Egyptian President Mohammed Morsi recently made some surprising remarks at a media festival in Cairo in which he warned about what he called Iran’s threat to Persian Gulf countries. Morsi also called for the establishment of a defense alliance of Arab countries, a move which seems to be in line with Morsi’s efforts to attract more economic assistance from wealthy Arab states.
It is not clear, though, what Morsi meant by claiming there is an Iranian threat to the countries on the southern shores of the Persian Gulf, since Iran has always extended a friendly hand to its neighbors and other countries. Moreover, Egypt has no geopolitical interests in the Persian Gulf region, and if anything happens in the region, Cairo would never be a part of the story.
Thus, the ostensible convergence of Morsi’s stance with the positions of the rulers of the Arab countries of the Persian Gulf is just a move meant to encourage them to pump more money into Egypt’s ailing economy. So far, the governments of Saudi Arabia and Qatar have granted billions of dollars to Cairo in the form of loans and investments, and this trend is expected to continue since Egypt is in urgent need of cash to meet its budgetary needs.

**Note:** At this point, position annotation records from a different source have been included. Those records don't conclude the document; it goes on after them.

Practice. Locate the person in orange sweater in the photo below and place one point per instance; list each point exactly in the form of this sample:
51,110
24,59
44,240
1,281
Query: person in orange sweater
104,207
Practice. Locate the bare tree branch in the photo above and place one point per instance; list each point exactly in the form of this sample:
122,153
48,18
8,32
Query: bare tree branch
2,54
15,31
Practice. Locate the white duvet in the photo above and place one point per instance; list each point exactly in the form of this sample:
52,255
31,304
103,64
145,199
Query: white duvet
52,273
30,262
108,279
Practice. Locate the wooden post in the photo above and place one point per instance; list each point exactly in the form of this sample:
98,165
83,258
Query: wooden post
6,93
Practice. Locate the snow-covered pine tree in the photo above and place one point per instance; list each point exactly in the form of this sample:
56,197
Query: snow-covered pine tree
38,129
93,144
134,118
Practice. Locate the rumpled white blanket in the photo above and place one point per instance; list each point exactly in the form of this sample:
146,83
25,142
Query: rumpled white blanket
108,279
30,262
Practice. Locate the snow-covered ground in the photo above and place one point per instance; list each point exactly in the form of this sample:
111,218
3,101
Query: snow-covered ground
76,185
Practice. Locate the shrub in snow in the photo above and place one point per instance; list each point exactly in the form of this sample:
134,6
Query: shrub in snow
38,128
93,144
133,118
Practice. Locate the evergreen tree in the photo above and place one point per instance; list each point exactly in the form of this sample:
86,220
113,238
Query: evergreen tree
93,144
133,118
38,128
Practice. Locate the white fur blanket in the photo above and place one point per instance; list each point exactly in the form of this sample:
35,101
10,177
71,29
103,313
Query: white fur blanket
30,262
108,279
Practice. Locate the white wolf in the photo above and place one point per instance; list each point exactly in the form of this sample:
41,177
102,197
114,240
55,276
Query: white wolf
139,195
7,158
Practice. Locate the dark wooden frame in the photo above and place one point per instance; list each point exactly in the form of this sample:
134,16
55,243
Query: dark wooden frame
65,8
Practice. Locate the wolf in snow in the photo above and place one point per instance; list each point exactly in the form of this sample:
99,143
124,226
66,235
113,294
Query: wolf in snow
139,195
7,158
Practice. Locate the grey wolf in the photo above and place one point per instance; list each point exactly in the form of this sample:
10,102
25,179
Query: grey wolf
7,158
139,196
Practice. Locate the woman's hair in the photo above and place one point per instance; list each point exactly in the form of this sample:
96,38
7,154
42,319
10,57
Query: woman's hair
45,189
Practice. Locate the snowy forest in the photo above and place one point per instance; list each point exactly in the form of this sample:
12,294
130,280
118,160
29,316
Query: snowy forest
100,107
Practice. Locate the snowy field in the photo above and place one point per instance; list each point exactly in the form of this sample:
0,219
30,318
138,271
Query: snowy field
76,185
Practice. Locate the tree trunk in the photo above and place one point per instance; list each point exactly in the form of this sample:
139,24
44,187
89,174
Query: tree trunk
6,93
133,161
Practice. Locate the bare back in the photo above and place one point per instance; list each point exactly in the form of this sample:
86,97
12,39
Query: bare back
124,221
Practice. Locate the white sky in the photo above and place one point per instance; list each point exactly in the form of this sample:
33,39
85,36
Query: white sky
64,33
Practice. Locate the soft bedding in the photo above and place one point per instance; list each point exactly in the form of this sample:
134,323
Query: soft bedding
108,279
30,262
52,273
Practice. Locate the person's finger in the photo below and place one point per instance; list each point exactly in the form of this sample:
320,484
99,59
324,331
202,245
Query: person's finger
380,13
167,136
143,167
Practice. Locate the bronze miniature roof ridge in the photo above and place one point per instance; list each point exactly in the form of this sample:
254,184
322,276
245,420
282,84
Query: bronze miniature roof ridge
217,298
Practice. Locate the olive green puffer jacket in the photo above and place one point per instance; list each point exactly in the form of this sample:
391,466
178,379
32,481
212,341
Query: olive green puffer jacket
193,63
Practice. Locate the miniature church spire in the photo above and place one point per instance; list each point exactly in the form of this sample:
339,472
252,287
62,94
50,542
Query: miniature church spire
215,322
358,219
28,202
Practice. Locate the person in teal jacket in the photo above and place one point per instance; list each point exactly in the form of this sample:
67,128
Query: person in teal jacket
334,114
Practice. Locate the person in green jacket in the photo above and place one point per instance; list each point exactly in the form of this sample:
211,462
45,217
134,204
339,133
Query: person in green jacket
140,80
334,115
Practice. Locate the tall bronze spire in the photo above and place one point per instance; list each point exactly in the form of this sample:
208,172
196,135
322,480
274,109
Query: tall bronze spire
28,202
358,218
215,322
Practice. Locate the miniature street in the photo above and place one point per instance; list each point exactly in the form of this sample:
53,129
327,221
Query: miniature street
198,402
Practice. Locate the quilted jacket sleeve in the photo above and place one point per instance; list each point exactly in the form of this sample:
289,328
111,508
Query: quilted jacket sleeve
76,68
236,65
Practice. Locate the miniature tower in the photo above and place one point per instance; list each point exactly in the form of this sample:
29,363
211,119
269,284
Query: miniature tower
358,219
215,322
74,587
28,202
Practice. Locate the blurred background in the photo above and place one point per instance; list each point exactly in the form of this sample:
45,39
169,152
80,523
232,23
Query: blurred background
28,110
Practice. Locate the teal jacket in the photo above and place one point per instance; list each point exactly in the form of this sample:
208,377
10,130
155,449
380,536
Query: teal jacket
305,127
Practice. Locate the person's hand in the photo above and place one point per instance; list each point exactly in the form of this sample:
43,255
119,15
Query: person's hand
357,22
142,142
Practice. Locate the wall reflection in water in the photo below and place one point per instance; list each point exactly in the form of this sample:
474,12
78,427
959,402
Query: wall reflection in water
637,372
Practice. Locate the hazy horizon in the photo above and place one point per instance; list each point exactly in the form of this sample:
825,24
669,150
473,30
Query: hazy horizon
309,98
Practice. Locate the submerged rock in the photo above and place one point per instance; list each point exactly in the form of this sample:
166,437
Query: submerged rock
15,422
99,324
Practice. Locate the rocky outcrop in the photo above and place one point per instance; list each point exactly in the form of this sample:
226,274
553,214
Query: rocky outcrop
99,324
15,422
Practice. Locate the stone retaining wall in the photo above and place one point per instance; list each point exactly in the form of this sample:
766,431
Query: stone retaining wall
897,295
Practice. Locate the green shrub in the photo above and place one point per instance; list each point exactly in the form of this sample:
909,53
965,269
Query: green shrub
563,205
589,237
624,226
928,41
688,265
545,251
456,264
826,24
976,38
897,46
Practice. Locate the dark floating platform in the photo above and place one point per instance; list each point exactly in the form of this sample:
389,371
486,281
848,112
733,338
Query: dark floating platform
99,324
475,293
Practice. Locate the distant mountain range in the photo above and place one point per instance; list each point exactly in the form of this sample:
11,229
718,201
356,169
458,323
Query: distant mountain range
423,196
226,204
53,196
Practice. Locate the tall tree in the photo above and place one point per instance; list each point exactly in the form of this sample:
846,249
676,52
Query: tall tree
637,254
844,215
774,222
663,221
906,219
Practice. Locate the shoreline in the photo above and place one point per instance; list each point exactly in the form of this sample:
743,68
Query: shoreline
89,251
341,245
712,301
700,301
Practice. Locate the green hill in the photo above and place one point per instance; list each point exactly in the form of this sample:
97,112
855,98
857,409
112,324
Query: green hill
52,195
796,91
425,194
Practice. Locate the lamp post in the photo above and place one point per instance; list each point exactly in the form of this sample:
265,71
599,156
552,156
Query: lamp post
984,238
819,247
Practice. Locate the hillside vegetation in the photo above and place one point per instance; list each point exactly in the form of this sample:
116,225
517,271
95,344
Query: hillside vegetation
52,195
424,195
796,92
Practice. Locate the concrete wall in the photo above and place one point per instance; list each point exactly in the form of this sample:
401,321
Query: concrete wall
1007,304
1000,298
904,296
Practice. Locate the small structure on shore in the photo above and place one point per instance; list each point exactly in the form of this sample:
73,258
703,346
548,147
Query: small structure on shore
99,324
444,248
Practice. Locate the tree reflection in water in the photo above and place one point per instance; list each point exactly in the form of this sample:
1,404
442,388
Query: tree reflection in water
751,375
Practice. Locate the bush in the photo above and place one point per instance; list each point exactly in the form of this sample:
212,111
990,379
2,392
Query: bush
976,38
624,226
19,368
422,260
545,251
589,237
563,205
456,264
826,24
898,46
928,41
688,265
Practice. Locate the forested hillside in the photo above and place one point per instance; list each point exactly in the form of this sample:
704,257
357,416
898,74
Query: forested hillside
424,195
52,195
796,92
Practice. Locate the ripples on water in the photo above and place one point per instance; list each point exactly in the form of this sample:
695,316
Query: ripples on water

Morsi’s claims about a convergence of the interests of Egypt and the Arab countries of the Persian Gulf are also very unrealistic, given the traditional hostility of most Arab rulers to the Muslim Brotherhood, which is regarded as the ruling party of Egypt. In the United Arab Emirates, for example, 10 members of the Muslim Brotherhood were recently arrested on charges of extremist activities. The government of Kuwait is also totally opposed to the political presence of the Brotherhood in the country, and the party was disqualified and barred from participating in the recent election. In Bahrain, followers of the Brotherhood are fighting against the government alongside the Shias, and in Saudi Arabia the government has repeatedly arrested members of the party. Thus, there is no logical link between the interests of the Arab governments of the Persian Gulf and the new Egypt, with its Muslim Brotherhood leadership.
Morsi’s initiative to establish a NATO-like defense organization for Arab countries, with Egypt as a key member, will certainly fail because there is no natural or ideological connection between the new Egypt and the Arab monarchies of the Persian Gulf. In the past, similar initiatives also failed, like the proposal for Egypt and Jordan to form a group with the six members of the Persian Gulf Cooperation Council and the proposal for these eight countries and Syria to form a group.
Thus, Morsi’s proposal to form a defense alliance like NATO is just another tactic to convince rich Arab monarchs to open their coffers and spend some money on Egypt.
Hossein Ruivaran is a Middle East expert based in Tehran.